The recent IPPC report (Intergovernmental Panel on Climate Change) emphasizes nature-based solutions as the best way to adapt to and mitigate climate change.  We have to change industrial agriculture.  It also comes down to how 500 million family farmers across the world farm.  They are the ones who produce 70% of the food people consume.  Major resources need to be invested in these solutions, but there is a big risk of a top-down, cookie-cutter approach that would fail for the same reason that so many large scale initiatives fail.  

Tsuamba Bourgou, Groundswell’s coordinator for West Africa emphasizes: “There isn’t enough attention to involving communities, farmers’ and women’s organizations and movements in leading the process. That is the difference between scaling agroecology and scaling a single technology or franchise.  Agroecology has to be adapted to each ecological, social and cultural context, and that requires communities and farmers organizations leading the process.  For those of us providing support, it requires that we systematically involve and engage them in the ongoing process of innovation and transition.  Farmers have to be leading agents of change.”

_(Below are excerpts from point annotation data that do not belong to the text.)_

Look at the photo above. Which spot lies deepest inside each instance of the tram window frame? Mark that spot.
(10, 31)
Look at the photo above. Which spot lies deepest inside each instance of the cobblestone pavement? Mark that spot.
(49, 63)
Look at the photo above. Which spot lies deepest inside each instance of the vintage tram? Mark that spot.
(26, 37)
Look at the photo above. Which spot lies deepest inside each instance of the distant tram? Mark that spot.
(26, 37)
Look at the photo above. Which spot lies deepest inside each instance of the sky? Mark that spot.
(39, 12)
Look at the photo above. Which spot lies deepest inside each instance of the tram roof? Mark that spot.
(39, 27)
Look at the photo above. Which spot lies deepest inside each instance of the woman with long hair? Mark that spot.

 “While each context demands specific steps to scale up agroecology, this guide provides very practical insights into concrete strategies that work in the Sahel,” says Janneke Bruil, co-author of the briefing.  “The progressive integration of women’s self-empowerment, new types of governance and nutrition into agroecology is key. In addition, experience shows that issues related to equity and inclusion are fundamental in the scaling process, in order for everyone to be on board. It is true that others have pointed at these factors too. But this guide offers new insights as to how to do this”

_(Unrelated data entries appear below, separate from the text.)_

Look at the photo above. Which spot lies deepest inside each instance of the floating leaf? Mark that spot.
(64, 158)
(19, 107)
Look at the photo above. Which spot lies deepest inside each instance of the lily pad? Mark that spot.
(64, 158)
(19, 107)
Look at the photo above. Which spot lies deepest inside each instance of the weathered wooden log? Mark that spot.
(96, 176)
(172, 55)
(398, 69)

“We can’t overemphasize how urgent the task of scaling agroecology is,” adds Gubbels. “Climate change is already having a huge impact on food production, food security and people’s lives around the world – especially the most vulnerable who have done the least to contribute to it.  We can’t be content with islands of success or scattered projects.  We hope this paper will contribute to the action and learning so many are engaged in, on how to scale agroecology to address the crisis.”